Zuidelijke versus Noordelijke staten vóór de burgeroorlog
Vóór de burgeroorlog waren er verschillende significante verschillen tussen noordelijke en zuidelijke staten wat betreft demografie, beroepskansen, inkomenspotentieel, economische klassen, productiekeuzen, ontwikkeling en sociaal-politieke filosofieën.
De bevolking van de noordelijke staten was meer dan het dubbele van die van de zuidelijke staten. Ondanks het feit dat veel mensen, zowel in de noordelijke als in de zuidelijke staten, in de tijd vóór de burgeroorlog op boerderijen hebben gewerkt, worden de noordelijke gebieden zowel meer geïndustrialiseerd als meer verstedelijkt, terwijl de plantagelandbouw de focus bleef in het zuiden. De industriële transformatie die plaatsvond in het noorden zorgde ervoor dat de economieën van de twee territoria zich heel anders ontwikkelden. Vervoer verbeterd via ontwikkeling van de spoorwegen en productie geëxplodeerd in het noorden, waardoor het aantrekkelijk is voor kanszoekers op zoek naar betere lonen in de Noord- en West-staten. De steden in de regio's die banen in de verwerkende industrie bieden, hebben een grote bevolkingsgroei gekend die leidde tot een omvangrijke woningbouw en stedelijke ontwikkeling, en zorgden voor een economische omgeving die bevorderlijk was voor de oprichting van een middenklasse van geschoolde en bedienden..
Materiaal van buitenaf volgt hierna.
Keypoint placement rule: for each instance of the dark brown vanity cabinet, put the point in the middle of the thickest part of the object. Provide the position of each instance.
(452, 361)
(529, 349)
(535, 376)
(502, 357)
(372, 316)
Amerikaanse zuidelijke staten
Zuidelijke staten bleven investeren in plantages en vertrouwden op slavenarbeid om aan hun productiebehoeften te voldoen. Slavernij vond ook plaats in het noorden, maar werd verboden in de niet-grensstaten van de Unie, terwijl de slavernij in de staten van de Unie grenst aan de zuidelijke slavenstaten. Noordelijke staten vonden dat de slavernij verboden moest worden, hoewel velen niet wilden wedijveren met voormalige slaven voor werkaanbiedingen en dit sentiment werd politiek gebruikt in anti-zwarte campagnes in de regio. Noordelijke staten van de Unie wilden de uitbreiding van de slavernij in het Westen staken, terwijl zuidelijke staten, nog steeds afhankelijk van slavenarbeid om hun economieën te drijven, groot belang hechtten aan de rechten van de staat om het slaafbezit erkend te krijgen in het Westen, buiten hun eigen land. . Het doel van de noordelijke staten daarentegen was om de unie te behouden.
De noordelijke staten beschikten niet alleen over superieure transport- en verzendingsmiddelen, maar beschikten ook over fabrieken waar het overgrote deel van de gereedschappen en machines van de landen werd geproduceerd. In het zuiden daarentegen waren de producenten van veel voedselproducten van de landen, en in vergelijking met de witteboordenarbeid in het noorden, bleek het zuiden de overgrote meerderheid van de militaire officieren, met slechts een van de acht militaire scholen die buiten het zuiden wonen. Ondanks de beroepsverschillen in de regio's, werkte de arbeidsverdeling enigszins, bijvoorbeeld: katoen geteeld en geoogst op zuidelijke plantages werd getransporteerd naar New England-molens in grote hoeveelheden voor verdere verwerking (spinnen, spoolen en weven) in verschillende textielproducten.
Tijdens de opwekkingsbeweging vonden verschillende religieuze stromingen plaats in verschillende regio's. In het zuiden en het westen, waar inkomenspotentieel minder kansen bood voor vooruitgang, waren evangelische sekten meer populair. In het noorden waren degenen die economisch beter af waren meer aangetrokken tot de bisschoppelijke, presbyteriaanse en unitaire denominaties.
Een belangrijke factor die de noordelijke staten verder bevoordeelde, was het belang dat werd gehecht aan onderwijs in vergelijking met de zuidelijke staten. Slechts 9% van de openbare middelbare scholen in het land woonde in het zuiden, een duidelijke aanwijzing dat voortgezet onderwijs meer prioriteit had in het noorden. Meer geletterdheid in het noorden gaf autochtone inwoners een betere kans om hogere betalende witteboordenbanen te krijgen wanneer ze strijden tegen het aanzienlijke aantal zuidelijke werknemers die naar het noorden emigreerden voor betere banen.